Liu, Jintao, Han, Xiaole, Chen, Xi, He, Ruimin, Wu, Pengfei
Catena 2019 v.177 pp. 101-113
biogeochemistry, data collection, diffusivity, highlands, linear models, prediction, soil depth, topographic slope, water, watersheds, China
The spatial distribution of soil thickness plays a critical role in upland hydrological and biogeochemical processes. Process-based models are thought to have great potentials for predicting soil thickness. However, applications of process-based approaches have been greatly limited by parameter estimation, which typically requires specialized laboratories. In this study, on the basis of field works, an approach for parameter estimation under steady-state assumption is developed using linear and nonlinear soil transport models.

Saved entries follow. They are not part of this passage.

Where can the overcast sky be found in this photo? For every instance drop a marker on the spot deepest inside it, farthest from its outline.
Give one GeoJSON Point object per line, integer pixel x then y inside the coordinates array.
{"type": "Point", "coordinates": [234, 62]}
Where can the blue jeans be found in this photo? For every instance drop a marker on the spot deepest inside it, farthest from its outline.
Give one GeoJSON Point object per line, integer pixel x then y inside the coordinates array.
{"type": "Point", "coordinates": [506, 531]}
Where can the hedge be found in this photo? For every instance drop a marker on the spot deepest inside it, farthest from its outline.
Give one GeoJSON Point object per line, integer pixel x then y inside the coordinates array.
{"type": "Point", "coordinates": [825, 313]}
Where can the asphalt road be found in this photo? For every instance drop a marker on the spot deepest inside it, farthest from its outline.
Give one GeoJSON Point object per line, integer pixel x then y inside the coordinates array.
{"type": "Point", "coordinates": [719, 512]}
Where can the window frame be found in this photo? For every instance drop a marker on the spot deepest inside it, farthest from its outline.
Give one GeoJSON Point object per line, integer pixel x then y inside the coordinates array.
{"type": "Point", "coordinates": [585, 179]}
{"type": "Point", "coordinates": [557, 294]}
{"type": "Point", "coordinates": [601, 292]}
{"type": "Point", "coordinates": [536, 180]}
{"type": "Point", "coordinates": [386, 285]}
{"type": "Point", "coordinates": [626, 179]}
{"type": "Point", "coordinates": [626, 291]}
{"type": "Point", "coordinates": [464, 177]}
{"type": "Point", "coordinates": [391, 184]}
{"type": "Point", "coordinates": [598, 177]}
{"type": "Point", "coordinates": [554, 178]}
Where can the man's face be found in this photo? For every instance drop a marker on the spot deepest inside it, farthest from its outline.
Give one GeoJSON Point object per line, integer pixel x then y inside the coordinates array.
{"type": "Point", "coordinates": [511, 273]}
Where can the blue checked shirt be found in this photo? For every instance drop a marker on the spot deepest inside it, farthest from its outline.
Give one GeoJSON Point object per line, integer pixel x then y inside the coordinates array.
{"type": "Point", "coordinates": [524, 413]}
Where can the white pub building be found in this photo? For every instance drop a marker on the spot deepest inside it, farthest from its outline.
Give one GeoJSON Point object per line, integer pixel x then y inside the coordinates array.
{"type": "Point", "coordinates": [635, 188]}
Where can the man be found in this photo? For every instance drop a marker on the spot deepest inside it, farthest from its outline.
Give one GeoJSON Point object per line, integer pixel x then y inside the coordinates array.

Under each model, parameter, namely the ratios between the maximum soil production rate and the diffusion coefficient can be determined. Moreover, the optimal simulation time is derived by a power function of the diffusion coefficient derived under the linear model. The method is then used in a 0.31 ha headwater hillslope in the Hemuqiao catchment, China. According to the suggested method, parameters are determined using soil thickness data collected at 45 different locations on the hillslope, and then soil thickness is predicted. We find the distribution of predicted soil thickness and the root mean square error between the measured and predicted soil thickness for all the soil pits are all the same with the estimated ratios in both models. Furthermore, the derived power function between the optimal simulation time and the diffusion coefficient is verified and the optimal simulation time is determined. Comparisons of simulations and field observations indicate that both models can achieve comparable results, although the procedure developed using the linear model is more suitable for the study area. Furthermore, the linear model is more efficient in parameter estimation, and thus is simpler to employ in practical applications. With our framework, field studies are constrained either on ridges or sideslopes, thus reducing the aimless hunting for sampling sites. This framework provides a useful approach for applying process-based geomorphic models in real catchments.